The ASA issued a short but stinging statement that strongly warned against the misuse of VAM. The organization neither condemns nor promotes the use of VAM, but its warnings about the limitations of this methodology clearly demonstrate that the Obama administration has committed the nation’s public schools to a policy fraught with error. ASA warns that VAMs are “complex statistical models” that require “high-level statistical expertise” and awareness of their “assumptions and possible limitations,” especially when they are used for high-stakes purposes as is now common. Few, if any, state education departments have the statistical expertise to use VAM models appropriately. In some states, like Florida, teachers have been rated based on the scores of students they never taught.
The ASA points out that VAMs are based on standardized tests and “do not directly measure potential teacher contributions toward other student outcomes.” They typically measure correlation, not causation. That means that the rise or fall of student test scores attributed to the teacher might actually be caused by other factors outside the classroom, not under the teacher’s control. The VAM rating of teachers is so unstable that it may change if the same students are given a different test.
The ASA’s most damning indictment of the policy promoted so vigorously by Secretary of Education Arne Duncan is:
Most VAM studies find that teachers account for about one percent to 14 percent of the variability in test scores, and that the majority of opportunities for quality improvement are found in the system-level conditions. Ranking teachers by their VAM scores can have unintended consequences that reduce quality.
The ASA points out:
This is not saying that teachers have little effect on students, but that variation among teachers accounts for a small part of the variation in scores. The majority of the variation in test scores is attributable to factors outside of the teacher’s control such as student and family background, poverty, curriculum, and unmeasured influences.
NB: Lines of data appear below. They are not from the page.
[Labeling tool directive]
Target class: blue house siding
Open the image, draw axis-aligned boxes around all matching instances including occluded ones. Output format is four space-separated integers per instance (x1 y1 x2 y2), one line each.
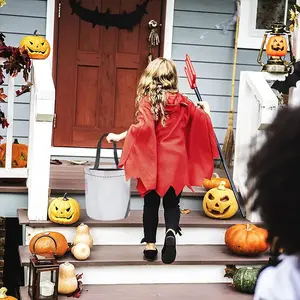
0 0 262 148
172 0 260 145
0 0 47 144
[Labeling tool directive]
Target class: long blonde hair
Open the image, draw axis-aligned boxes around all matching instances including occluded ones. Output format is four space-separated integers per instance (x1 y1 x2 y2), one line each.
136 57 178 126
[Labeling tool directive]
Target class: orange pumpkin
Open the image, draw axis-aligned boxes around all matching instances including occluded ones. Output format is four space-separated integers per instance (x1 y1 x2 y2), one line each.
202 173 230 190
0 139 28 168
266 35 288 57
29 231 69 258
225 224 269 256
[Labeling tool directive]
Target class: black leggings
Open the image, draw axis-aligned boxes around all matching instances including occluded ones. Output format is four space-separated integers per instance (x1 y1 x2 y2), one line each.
142 187 182 243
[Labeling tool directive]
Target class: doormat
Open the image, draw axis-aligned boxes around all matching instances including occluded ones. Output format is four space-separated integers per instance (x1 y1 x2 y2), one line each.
69 0 150 30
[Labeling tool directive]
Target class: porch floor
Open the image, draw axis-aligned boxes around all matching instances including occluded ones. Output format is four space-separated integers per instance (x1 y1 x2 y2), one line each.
20 283 253 300
0 161 231 196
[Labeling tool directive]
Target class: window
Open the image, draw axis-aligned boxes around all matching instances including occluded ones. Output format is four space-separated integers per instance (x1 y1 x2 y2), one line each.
238 0 296 49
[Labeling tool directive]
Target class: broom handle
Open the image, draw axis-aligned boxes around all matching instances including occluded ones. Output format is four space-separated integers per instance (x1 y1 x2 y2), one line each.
229 1 240 115
193 86 246 218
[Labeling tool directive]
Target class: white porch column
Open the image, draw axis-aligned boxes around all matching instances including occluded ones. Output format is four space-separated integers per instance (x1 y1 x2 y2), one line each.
290 0 300 107
27 60 55 221
234 72 279 222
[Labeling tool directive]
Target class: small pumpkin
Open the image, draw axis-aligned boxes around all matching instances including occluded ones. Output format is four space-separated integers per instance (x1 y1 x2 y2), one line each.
266 35 288 57
29 231 69 257
202 173 230 190
48 193 81 225
225 265 260 294
73 223 93 248
225 224 269 256
58 262 78 295
71 242 90 260
19 30 50 59
0 139 28 168
0 287 17 300
203 181 238 219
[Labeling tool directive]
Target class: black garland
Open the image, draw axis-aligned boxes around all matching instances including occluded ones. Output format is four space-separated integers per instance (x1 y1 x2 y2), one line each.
69 0 150 30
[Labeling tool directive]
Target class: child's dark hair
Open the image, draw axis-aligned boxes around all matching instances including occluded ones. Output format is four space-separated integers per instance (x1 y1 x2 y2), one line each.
247 106 300 255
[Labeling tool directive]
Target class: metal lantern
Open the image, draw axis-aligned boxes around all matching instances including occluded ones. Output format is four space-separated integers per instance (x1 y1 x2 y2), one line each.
257 22 295 73
28 236 59 300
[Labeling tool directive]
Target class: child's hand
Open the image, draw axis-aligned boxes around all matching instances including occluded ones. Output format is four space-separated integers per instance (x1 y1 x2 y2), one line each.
106 133 120 143
197 101 211 116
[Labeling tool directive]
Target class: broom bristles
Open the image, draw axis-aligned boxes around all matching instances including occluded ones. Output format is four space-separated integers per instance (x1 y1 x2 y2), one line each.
221 125 235 168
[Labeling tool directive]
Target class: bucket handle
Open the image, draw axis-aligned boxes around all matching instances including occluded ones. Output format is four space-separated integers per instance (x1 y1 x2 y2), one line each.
93 133 119 170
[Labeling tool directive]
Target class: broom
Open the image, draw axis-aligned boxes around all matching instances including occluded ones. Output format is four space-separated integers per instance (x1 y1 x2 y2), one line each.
222 0 240 168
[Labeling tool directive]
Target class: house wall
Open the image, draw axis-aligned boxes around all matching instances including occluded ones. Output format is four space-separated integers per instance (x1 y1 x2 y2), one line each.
172 0 260 146
0 0 47 145
0 0 262 148
0 0 263 217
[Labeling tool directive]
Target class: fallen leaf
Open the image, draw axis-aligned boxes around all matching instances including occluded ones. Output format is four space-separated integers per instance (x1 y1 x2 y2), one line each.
180 208 191 215
0 88 6 102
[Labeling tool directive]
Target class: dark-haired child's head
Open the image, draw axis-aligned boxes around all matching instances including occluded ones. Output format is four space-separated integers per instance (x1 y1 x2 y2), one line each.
247 106 300 254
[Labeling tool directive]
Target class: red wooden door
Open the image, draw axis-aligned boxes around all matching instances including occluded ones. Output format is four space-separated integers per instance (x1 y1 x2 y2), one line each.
53 0 164 147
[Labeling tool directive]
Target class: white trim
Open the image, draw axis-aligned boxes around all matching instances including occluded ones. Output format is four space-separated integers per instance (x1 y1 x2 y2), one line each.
48 0 175 157
163 0 175 59
45 0 56 73
290 2 300 107
25 226 228 246
239 0 291 49
51 146 122 158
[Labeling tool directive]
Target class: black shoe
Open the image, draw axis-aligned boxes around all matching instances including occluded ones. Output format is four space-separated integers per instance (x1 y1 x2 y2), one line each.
162 229 176 264
143 248 158 261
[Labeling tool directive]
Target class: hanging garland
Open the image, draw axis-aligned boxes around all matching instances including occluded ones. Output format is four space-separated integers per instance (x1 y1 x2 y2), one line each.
69 0 150 30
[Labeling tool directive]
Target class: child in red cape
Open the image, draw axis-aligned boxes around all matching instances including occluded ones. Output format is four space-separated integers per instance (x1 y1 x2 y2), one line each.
107 58 219 264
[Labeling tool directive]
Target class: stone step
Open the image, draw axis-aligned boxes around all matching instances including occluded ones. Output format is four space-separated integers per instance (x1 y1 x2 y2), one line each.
19 209 256 245
19 244 268 284
20 283 253 300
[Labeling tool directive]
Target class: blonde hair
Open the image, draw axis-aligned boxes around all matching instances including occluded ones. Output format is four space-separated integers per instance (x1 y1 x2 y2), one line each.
136 57 178 126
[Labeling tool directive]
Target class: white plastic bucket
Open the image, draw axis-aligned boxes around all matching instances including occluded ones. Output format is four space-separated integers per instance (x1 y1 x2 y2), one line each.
84 134 130 221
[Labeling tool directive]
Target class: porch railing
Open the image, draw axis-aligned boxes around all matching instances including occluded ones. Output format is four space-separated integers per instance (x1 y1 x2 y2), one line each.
233 71 284 222
0 59 55 221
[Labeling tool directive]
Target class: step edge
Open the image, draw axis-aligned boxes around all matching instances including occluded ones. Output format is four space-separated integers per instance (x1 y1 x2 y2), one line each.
18 209 258 228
As many education researchers have explained — including a joint statement by the American Educational Research Association and the National Academy of Education (112 KB PDF) — the VAM ratings of those who teach children with disabilities and English language learners will be low, because these children have greater learning challenges than their peers, as will the ratings of those who teach gifted students, because the latter group has already reached a ceiling. Those two groups, like the ASA agreed that test scores are affected by many factors besides the teacher, not only the family, but the school’s leadership, its resources, class size, curriculum, as well as the student’s motivation, attendance and health. Yet the Obama administration and most of our states are holding teachers alone accountable for student test scores.